Didn’t everyone feel an acute sense of malaise on Sundays knowing what was going to happen in the next twenty-four hours?

So when my life-long dream of becoming a teacher didn’t “work out,” I pretty much felt like I failed.

Then I became a stay-at-home mom. In the beginning, I was confused. I didn’t know how to view myself as a mom. Then there were all these scary physical developmental issues surrounding Marie. I didn’t know what was wrong because we were always in a holding pattern, and I thought it was all my fault.

After she was fine (and more on that on Thursday), I worked pretty hard to get that under control with the help of a very talented therapist. I started to sort through some of my emotional baggage and redefine who I was. And then that very talented therapist said something that changed the course of my life: “Why don’t you start blogging?”

I didn’t even know what that was. But here I am a year and some change, blogging and raising Babes. And I love it and where it is taking me. I feel like this whole new world of opportunity is opening up:
I am starting to lay the ground work as a freelance writer.

I am meeting some amazing people that I am proud to call my friends because.

I am gaining a better understanding of myself through writing.

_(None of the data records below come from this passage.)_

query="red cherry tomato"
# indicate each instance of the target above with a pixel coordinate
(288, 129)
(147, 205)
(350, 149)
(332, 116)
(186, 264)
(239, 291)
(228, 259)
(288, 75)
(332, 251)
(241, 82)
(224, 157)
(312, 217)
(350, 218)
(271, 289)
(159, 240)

I have bad days, but I am generally happy and feel like I am doing what is right for me (as
opposed to feeling sick to my soul)

I am feeling a sense of community I have never experienced before.

And then this.
Can you believe I did something to inspire the Girl Next Door Grows Up? Me? What blows my mind most is that she INSPIRES me! She has helped me keep this momentum of good feelings going. She has helped me take a day I HATED (Friday) and helped me love it with her Feel Good Friday posts. So not only did Friday turn into a good day, but all week I was looking for the good so I had something to write about. And guess what? It was there, sometimes in big moments, sometimes hiding in conspicuous corners, sometime just in a memory, but there was good all around.

At 32 ¾ years of age, I thought my life had already been lived out. But this second act, this reinvention is just the beginning of a new era. The journey took an unexpected turn, and I am so grateful to the people I have met. Now when I wake up, I feel excited to have a place to write.

I feel alive.

I have said this before, but it’s worth saying again: I used to be a cynic when people would say that if you love what you do, good things happen. I think I didn’t understand that because I hadn’t found The Thing that I truly love to do.

Now that I have found writing and blogging, I can’t help but not believe that.

So, Friends, who inspires you?

5 comments:

Anonymous said...

Holy crap that was fantastic! You and I are on the same wavelength, but you say it better than I do.

You know, I am honored by the shout out, but you know what? We are the same. I am no different than you. Really and truly. We are both on an amazing blogging/writing/life journey that neither of us could find at Mommy and Me. Right?

Non-bloggers are missing out. We are very lucky.

And I cant wait until Thursday.

Unknown said...

Feeling alive...that's a wonderful feeling. Blogging is an amazing thing both for yourself and the community.
My husband inspires me. I've stretched my limits more in the 4 years I've known him than most of the rest of my life.

Stapes House said...

YOU do! I totally want to be a blogger like you when I grown up. Some day...some day...I feel like I am just taking baby steps here. I'm hoping some day I will have people actually want to read the crap that I write. Right now, I feel like it is just my mom (she has to) and you (you are just too polite). I hope to get better at this. :)

Kim Murray said...

Some people talk about things happening and some people make them happen. You are making it happen and as Mark Victor Hansen (Chicken Soup for the Soul co-author) so aptly puts it, “When you have purpose, you don’t have time for negativity.”

purplume said...

I am so touched by your sharing. Thank you. I am inspired by a loving couple I know. They are great role models for living a loving life.